1. Neuerteilung einer Fahrerlaubnis nach einmaliger Trunkenheitsfahrt
Nach § 2 Abs. 2 S. 1 Nr. 3 StVG müssen Fahrerlaubnisbewerber zum Führen von Kraftfahrzeugen geeignet sein. Die Eignung besitzt nach § 2 Abs. 4 S. 1 StVG sowie § 11 Abs. 1 S. 1, 3 FeV, wer die notwendigen körperlichen und geistigen Anforderungen erfüllt und nicht erheblich oder wiederholt gegen verkehrsrechtliche Vorschriften oder gegen Strafgesetze verstoßen hat. Die Anforderungen sind insbesondere dann nicht erfüllt, wenn eine Erkrankung oder ein Mangel nach Anlage 4 oder 5 zur Fahrerlaubnis-Verordnung – FeV – vorliegt, wodurch die Eignung zum Führen von Kraftfahrzeugen ausgeschlossen wird (§ 11 Abs. 1 S. 2 FeV). § 13 FeV konkretisiert die Fälle, in denen die Fahrerlaubnisbehörde im Zusammenhang mit einer Alkoholproblematik die Fahreignung durch ein ärztliches oder medizinisch-psychologisches Gutachten zu klären hat. Nach Nr. 8.1 der Anlage 4 zu den §§ 11, 13 und 14 FeV ist die Eignung bei Alkoholmissbrauch ausgeschlossen; er liegt vor, wenn das Führen von Fahrzeugen und ein die Fahrsicherheit beeinträchtigender Alkoholkonsum nicht hinreichend sicher getrennt werden kann. Gemäß Nr. 8.2 dieser Anlage kann von einer Eignung erst dann wieder ausgegangen werden, wenn der Missbrauch beendet und die Änderung des Trinkverhaltens gefestigt ist.
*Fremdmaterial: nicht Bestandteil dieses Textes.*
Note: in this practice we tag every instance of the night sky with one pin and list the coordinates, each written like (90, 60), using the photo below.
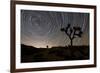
(42, 28)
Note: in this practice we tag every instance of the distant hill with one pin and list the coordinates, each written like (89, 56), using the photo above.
(57, 53)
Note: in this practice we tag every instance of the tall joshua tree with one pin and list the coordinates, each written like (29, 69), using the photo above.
(72, 32)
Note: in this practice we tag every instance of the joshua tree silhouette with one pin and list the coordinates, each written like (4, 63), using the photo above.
(72, 32)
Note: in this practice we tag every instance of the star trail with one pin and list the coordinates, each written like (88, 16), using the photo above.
(42, 28)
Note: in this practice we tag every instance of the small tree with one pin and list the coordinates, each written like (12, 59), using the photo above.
(72, 32)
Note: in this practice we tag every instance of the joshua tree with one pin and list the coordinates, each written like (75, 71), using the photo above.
(72, 32)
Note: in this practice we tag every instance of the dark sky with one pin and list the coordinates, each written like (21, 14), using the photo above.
(42, 28)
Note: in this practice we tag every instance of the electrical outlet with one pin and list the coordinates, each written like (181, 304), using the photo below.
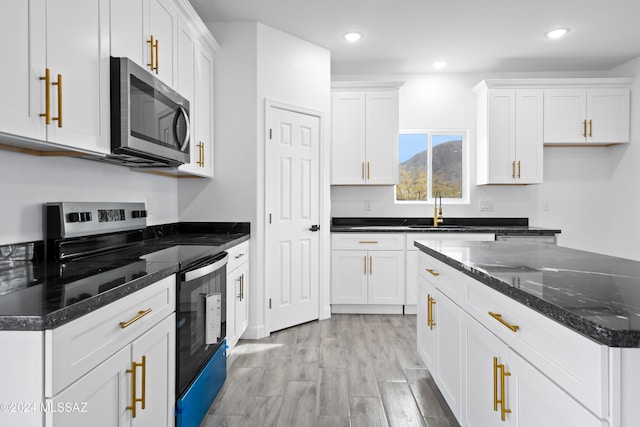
(486, 205)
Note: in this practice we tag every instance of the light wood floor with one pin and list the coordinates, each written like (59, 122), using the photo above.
(350, 370)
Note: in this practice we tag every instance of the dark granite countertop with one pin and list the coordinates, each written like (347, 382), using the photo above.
(37, 295)
(593, 294)
(500, 226)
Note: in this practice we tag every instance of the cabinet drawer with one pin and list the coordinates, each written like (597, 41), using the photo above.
(238, 255)
(574, 362)
(412, 237)
(443, 277)
(367, 242)
(74, 349)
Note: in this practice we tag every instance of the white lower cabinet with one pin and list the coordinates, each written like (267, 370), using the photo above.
(237, 293)
(106, 396)
(491, 375)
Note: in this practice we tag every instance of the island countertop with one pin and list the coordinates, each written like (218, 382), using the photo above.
(593, 294)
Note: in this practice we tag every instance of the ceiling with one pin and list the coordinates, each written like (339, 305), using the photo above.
(407, 36)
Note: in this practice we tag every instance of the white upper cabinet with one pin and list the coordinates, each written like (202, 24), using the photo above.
(58, 89)
(146, 32)
(586, 115)
(364, 134)
(510, 127)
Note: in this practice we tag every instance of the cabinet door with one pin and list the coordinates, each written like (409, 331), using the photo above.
(386, 277)
(501, 137)
(479, 347)
(535, 400)
(411, 291)
(425, 331)
(163, 27)
(528, 136)
(349, 277)
(565, 111)
(78, 51)
(156, 386)
(106, 392)
(242, 312)
(608, 115)
(348, 138)
(447, 369)
(127, 31)
(22, 30)
(382, 138)
(233, 279)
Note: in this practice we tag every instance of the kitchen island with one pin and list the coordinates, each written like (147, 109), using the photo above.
(551, 333)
Für die Neuerteilung einer Fahrerlaubnis nach vorangegangener Entziehung gelten die Vorschriften für die Ersterteilung (§ 20 Abs. 1 S. 1 FeV).
Während bei den Instanzgerichten und der Kommentierung durchaus die Auffassung vertreten wird, nach einer strafgerichtlichen Entziehung der Fahrerlaubnis (§ 69 StGB), die auf einer Teilnahme am Straßenverkehr unter Alkoholeinfluss beruhe, sei im Wiedererteilungsverfahren unabhängig von der Blutalkoholkonzentration die Beibringung eines medizinisch-psychologischen Gutachtens anzuordnen (z.B. VGH Mannheim VBIBW 2013, 19; zfs 2015, 539; VBIBW 2014, 348; diesem folgend auch OVG Greifswald VRS 127, 269 = juris Rn 14 ff.; zustimmend Rebler, in: Müller/Rebler, Die Klärung von Eignungszweifeln im Fahrerlaubnisrecht, 2. Aufl. 2017, S. 159; offen lassend OVG Münster DAR 2015, 606 = juris Rn 10 sowie OVG Berlin-Brandenburg VerkMitt 2015 Nr. 55 = juris Rn 4; ablehnend VG Würzburg DAR 2014, 541; VG Regensburg DAR 2015, 40; VG München DAR 2015, 154; Dauer, in: Hentschel/König/Dauer, Straßenverkehrsrecht, 44. Aufl. 2017, § 13 FeV Rn 26b; Koehl DAR 2016, 47; Mahlberg DAR 2014, 419 u. 603; Zwerger DAR 2015, 157; krit. auch Dronkovic/Kalus DAR 2016, 191), hält das BVerwG in seinem Urteil vom 6.4.2017 (3 C 24.15, ZAP EN-Nr. 502/2017 = DAR 2017, 282 f.) diese Auffassung mit § 13 S. 1 Nr. 2 Buchst. d i.V.m. Buchst. a bis c FeV für nicht vereinbar. Habe die Blutalkoholkonzentration unter 1,6 ‰ gelegen, so bedürfe es bei einer einmalig gebliebenen Zuwiderhandlung im Straßenverkehr unter Alkoholeinfluss zusätzlicher Tatsachen, die die Annahme von Alkoholmissbrauch begründeten. Die Entziehung der Fahrerlaubnis durch das Strafgericht genüge für sich gesehen nicht.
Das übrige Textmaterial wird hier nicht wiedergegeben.